Ripple may benefit from new Supreme Court makeup in XRP lawsuit
“The major questions doctrine holds that courts generally should not defer to agency statutory interpretations that concern questions of “vast economic or political significance.”
As the public awaits the court’s upcoming ruling on what may be the SEC’s final attempt to keep the Hinman-related documents away from Ripple, the public looks for clues as to how the case will play out.
One key influencer within the XRP community is John Deaton, the attorney who successfully acquired Amicus Curiae status for the XRP Holders in the SEC v. Ripple case and is currently representing over 67,000 of them.
“Major questions doctrine” weakens SEC’s statutory interpretations
John Deaton, who was a Twitter following of more than 200,000 users, has recently referred to attorney-influencer James K. Filan to remind the public that one should be thinking about the bigger picture when looking at the precedent-setting case that is SEC v. Ripple.
Deaton wrote the tweet in the context of the recent Supreme Court ruling restricting the U.S. Environmental Protection Agency’s (EPA) power to regulate carbon emissions.
The current makeup of the SCOTUS, which has also recently overturned Roe v. Wade, may be more prone to weaken the power of government agencies. This could be a threat to the SEC as the financial watchdog continues its regulation-by-enforcement practice. In case of an appeal, the current environment in the United States may be favorable to the defendants.
On 30 December 2020, one week after the filing of SEC v. Ripple, James K. Filan wrote: “When it comes to SEC v.
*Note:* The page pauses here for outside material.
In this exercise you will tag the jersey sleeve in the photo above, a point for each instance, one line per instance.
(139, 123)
Ripple, and all the different federal agencies trying to regulate crypto, start thinking about the bigger picture, like Chevron deference, the major questions doctrine and our new Supreme Court makeup.
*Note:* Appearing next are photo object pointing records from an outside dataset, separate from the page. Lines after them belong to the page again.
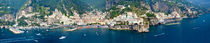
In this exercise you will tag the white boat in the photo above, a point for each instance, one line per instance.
(173, 23)
(16, 31)
(62, 37)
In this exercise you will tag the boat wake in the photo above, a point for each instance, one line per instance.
(11, 40)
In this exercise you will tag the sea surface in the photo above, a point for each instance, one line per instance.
(196, 30)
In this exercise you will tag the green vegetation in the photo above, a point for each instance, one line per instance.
(21, 22)
(94, 24)
(7, 23)
(150, 15)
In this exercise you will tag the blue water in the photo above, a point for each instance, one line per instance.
(195, 30)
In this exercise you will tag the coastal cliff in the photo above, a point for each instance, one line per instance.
(137, 15)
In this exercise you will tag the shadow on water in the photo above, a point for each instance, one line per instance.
(194, 30)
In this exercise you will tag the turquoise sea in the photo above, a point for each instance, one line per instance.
(196, 30)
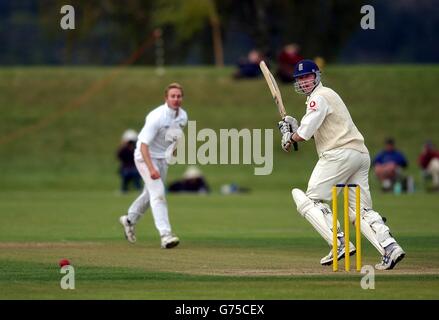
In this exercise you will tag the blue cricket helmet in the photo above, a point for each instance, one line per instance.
(303, 68)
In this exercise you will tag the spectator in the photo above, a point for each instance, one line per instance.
(388, 165)
(127, 170)
(287, 60)
(429, 162)
(249, 67)
(193, 181)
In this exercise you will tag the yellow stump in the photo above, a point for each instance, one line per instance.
(358, 228)
(347, 262)
(334, 229)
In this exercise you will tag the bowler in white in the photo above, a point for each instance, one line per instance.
(157, 142)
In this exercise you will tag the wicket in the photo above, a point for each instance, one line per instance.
(346, 225)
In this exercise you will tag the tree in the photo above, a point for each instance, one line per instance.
(189, 17)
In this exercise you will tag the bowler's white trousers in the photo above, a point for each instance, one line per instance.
(153, 195)
(349, 166)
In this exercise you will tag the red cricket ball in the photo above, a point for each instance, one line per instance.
(64, 262)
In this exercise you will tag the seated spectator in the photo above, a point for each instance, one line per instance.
(193, 181)
(429, 162)
(127, 170)
(249, 67)
(388, 165)
(286, 61)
“The major questions doctrine holds that courts generally should not defer to agency statutory interpretations that concern questions of “vast economic or political significance.” Why should just one agency get to decide questions of “vast economic or political significance?”, he continued.
“With the rapid evolution of crypto, why should one agency, wether SEC, FINCEN or DOJ get to set the rules instead of having specific Congressional guidance? Especially when they come to different conclusions. We can’t look at individual cases without more specific guidance. Crypto, like Ripple, is treated differently depending on the country. Yet how this case is decided is of worldwide economic and political importance. We can’t have one-off decisions. We need guidance if the U.S. is going to compete in this space.”
The question now is if crypto will be deemed as a question of vast economic or political significance to fit the “major questions doctrine” argument.